Pet Gelsinger, CEO of Intel, the U.S. semiconductor company, has predicted that the global semiconductor shortage will continue until 2023.
In an interview with the Wall Street Journal (WSJ) on the 22nd (local time), CEO Gelsinger said, “There’s still a long way to go.” Gelsinger predicted it would take at least one to two years for semiconductor production to balance supply and demand.
Although the global economy is recovering quickly from the recession caused by the new Coronavirus (COVID-19), several manufacturing industries are experiencing severe shortages of semiconductors due to faulty demand forecasts. The automotive industry was directly affected, as well as certain household appliances, resulting in higher consumer prices.
Due to the nature of semiconductors as a large-scale device industry, the industry has consistently predicted that the supply shortage will not be resolved in a short period of time.
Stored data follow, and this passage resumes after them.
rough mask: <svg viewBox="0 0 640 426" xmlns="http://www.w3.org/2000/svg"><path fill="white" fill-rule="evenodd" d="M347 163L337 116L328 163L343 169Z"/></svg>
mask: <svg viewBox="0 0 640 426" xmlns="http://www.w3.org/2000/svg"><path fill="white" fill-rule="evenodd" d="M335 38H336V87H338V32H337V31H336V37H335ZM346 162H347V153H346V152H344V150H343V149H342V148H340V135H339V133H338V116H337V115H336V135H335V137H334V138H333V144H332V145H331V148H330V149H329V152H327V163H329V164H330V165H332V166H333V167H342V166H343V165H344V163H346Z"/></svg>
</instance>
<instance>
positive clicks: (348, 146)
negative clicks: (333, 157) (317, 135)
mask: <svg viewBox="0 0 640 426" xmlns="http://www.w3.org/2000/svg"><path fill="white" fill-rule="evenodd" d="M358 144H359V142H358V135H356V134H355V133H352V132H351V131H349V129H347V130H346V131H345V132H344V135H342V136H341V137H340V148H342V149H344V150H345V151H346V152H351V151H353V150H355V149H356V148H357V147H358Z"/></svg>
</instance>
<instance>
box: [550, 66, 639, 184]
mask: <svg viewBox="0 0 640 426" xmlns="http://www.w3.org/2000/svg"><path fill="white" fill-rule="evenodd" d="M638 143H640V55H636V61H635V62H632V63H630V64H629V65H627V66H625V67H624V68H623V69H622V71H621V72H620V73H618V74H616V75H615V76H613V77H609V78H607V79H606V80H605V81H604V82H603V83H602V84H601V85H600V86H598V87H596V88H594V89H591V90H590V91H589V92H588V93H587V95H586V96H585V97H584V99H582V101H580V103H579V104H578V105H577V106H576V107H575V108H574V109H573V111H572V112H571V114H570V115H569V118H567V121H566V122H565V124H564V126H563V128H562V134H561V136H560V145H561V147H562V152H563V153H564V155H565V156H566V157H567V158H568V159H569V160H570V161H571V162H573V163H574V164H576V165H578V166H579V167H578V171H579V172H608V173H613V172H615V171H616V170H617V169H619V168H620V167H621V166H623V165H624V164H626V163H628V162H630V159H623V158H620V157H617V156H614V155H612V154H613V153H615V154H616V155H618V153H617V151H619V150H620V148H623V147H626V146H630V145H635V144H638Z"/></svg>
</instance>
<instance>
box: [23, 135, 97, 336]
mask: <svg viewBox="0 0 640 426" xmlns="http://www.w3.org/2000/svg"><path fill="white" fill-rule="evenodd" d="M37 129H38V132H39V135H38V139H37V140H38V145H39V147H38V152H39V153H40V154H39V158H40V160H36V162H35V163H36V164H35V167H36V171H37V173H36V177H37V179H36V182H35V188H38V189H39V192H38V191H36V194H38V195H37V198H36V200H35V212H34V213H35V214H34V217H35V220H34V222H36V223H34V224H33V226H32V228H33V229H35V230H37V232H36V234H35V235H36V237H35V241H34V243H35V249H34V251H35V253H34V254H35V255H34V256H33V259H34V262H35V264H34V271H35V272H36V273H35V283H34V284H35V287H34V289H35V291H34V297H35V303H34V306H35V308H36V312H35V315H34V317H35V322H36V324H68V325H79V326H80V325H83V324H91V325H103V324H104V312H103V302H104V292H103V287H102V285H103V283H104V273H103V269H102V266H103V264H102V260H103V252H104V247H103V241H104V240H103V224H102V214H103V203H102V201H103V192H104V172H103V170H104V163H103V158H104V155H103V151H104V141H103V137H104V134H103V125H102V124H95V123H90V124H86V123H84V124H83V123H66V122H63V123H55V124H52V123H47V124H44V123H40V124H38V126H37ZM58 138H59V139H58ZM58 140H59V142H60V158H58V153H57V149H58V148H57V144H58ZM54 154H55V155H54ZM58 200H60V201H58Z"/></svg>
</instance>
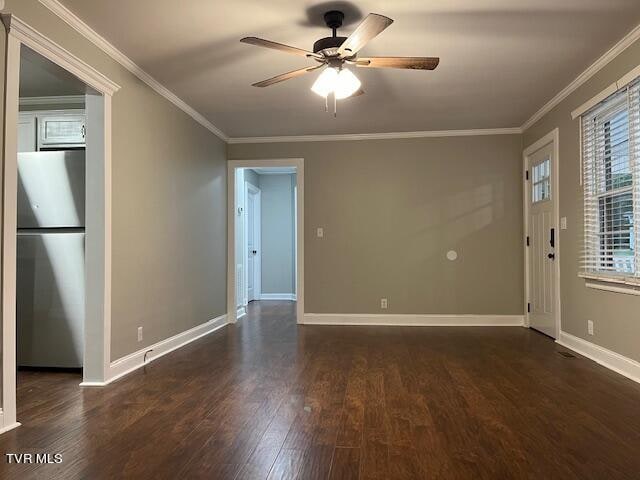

The semiconductor shortage is expected to worsen in the second half of the year, and other automakers expect the same situation to persist into next year.
Gelsinger did observe that the end of the year could alleviate some supply shortages. A few months ago, TSMC, the world’s largest foundry (contract manufacturing), predicted that the automotive semiconductor shortage would ease.
Intel and TSMC are expected to start operating their new semiconductor plants within two years, according to the WSJ.